Monitoring Parameters
Blood pressure, heart rate; consult individual institutional policies and procedures
Pregnancy
Pregnancy Considerations
Nitroglycerin crosses the placenta (David 2000).
Following a single maternal IV bolus dose of nitroglycerin at the time of incision prior to cesarean delivery, concentrations in the umbilical cord at birth were significantly lower than the maternal plasma (~1 minute after dosing); a wide variation in maternal plasma concentrations was observed (David 2000). Following application of a transdermal patch 0.4 mg/hour to pregnant women 20 to 36 weeks gestation, concentrations of nitroglycerin were low but detectable in the fetal serum ~1 to 4 hours after the patch was applied (fetal/maternal ratio: 0.23) (Bustard 2003).
Intravenous nitroglycerin is recommended in pregnant females when preeclampsia is associated with pulmonary edema (ESC [Regitz-Zagrosek 2018]). Nitroglycerin may be beneficial in cases of uterine inversion following delivery when immediate relaxation of the uterus is needed (ACOG 183 2017). Additional data may be necessary to further define the role of nitroglycerin use in other conditions requiring uterine relaxation, such as external cephalic version, retained placenta, or preterm labor (Abdel-Aleem 2015; Axemo 1998; Caponas 2001; Cluver 2015; Duckitt 2014).
Patient Education
What is this drug used for?
Rectal:
- It is used to treat anal pain.
Injection:
- It is used to treat high blood pressure.
- It is used to treat heart failure (weak heart).
- It is used to treat chest pain or pressure.
All other products:
- It is used to treat chest pain or pressure.
- It is used to prevent chest pain or pressure.
All products:
- It may be given to you for other reasons. Talk with the doctor.
Frequently reported side effects of this drug
- Headache
- Burning or tingling of mouth
Other side effects of this drug: Talk with your doctor right away if you have any of these signs of:
- Severe dizziness
- Passing out
- Persistent headache
- Fast heartbeat
- Slow heartbeat
- Flushing
- Blurred vision
- Dry mouth
- Sweating a lot
- Pale skin
- Severe nausea
- Severe vomiting
- Abnormal heartbeat
- Agitation
- Severe loss of strength and energy
- Chest pain
- Severe skin irritation
- Signs of a significant reaction like wheezing; chest tightness; fever; itching; bad cough; blue skin color; seizures; or swelling of face, lips, tongue, or throat.
Note: This is not a comprehensive list of all side effects. Talk to your doctor if you have questions.
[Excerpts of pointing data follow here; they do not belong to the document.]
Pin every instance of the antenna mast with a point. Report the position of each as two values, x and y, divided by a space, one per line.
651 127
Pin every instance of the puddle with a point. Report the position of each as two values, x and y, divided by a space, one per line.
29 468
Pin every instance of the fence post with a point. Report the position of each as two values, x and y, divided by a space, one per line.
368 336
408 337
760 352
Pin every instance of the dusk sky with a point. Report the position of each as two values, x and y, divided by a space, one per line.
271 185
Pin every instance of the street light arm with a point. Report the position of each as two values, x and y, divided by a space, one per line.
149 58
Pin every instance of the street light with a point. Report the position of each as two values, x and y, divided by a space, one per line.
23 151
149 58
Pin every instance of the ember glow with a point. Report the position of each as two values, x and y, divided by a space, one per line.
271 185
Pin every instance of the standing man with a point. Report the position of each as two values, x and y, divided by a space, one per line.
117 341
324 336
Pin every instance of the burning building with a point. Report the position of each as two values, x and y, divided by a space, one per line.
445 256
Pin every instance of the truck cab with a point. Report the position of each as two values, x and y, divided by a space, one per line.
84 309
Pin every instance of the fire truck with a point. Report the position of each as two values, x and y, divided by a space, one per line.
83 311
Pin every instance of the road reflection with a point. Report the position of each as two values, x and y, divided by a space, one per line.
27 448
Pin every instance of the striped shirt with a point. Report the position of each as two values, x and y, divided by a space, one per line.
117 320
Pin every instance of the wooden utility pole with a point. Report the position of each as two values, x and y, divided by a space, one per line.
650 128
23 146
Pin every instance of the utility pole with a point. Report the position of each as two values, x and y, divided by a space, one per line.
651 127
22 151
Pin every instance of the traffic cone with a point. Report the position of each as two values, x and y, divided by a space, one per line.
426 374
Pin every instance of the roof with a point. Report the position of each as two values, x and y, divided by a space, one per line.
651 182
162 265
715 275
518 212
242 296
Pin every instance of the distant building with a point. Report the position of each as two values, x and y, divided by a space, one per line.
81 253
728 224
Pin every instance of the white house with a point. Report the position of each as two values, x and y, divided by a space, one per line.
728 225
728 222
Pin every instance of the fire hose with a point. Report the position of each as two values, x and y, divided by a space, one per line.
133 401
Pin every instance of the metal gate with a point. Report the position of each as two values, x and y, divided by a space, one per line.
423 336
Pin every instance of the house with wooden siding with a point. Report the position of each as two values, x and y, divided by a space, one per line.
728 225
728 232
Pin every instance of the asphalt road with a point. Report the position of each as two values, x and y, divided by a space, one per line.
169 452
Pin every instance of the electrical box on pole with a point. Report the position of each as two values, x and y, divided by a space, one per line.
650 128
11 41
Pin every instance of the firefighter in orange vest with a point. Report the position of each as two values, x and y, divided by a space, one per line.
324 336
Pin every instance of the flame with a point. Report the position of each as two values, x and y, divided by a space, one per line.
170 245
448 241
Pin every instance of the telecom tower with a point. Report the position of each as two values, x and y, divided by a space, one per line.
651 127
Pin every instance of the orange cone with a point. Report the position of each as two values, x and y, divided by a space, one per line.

Consumer Information Use and Disclaimer: This information should not be used to decide whether or not to take this medicine or any other medicine. Only the healthcare provider has the knowledge and training to decide which medicines are right for a specific patient. This information does not endorse any medicine as safe, effective, or approved for treating any patient or health condition. This is only a brief summary of general information about this medicine. It does NOT include all information about the possible uses, directions, warnings, precautions, interactions, adverse effects, or risks that may apply to this medicine. This information is not specific medical advice and does not replace information you receive from the healthcare provider. You must talk with the healthcare provider for complete information about the risks and benefits of using this medicine.